Una sentenza che non piace, perché le sentenze vanno rispettate solo quando ad essere condannati sono degli uomini in divisa. Cio denota i limiti “democratici” di chi si dice rispettoso delle istituzioni. Ma l’assoluzione c’è. Un’assoluzione che arriva dopo anni di processo e gogna mediatica, con un iter che è sempre lo stesso: divulgazione di immagini dei corpi dei poveri protagonisti, giornali, TV, con conseguente condanna da parte di media e opinione pubblica.

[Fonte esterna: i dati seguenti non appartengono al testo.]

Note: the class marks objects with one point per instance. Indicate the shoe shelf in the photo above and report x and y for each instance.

La dimostrazione – l’ennesima, dopo le assoluzioni nei casi Ferulli e Uva – che le accuse strumentali e propagandistiche mosse sui media, non coincidono con quello che è il naturale corso della giustizia in un’aula di tribunale, quella giustizia che premia gli ultimi. Anche quando questi indossano una divisa. E Senza film.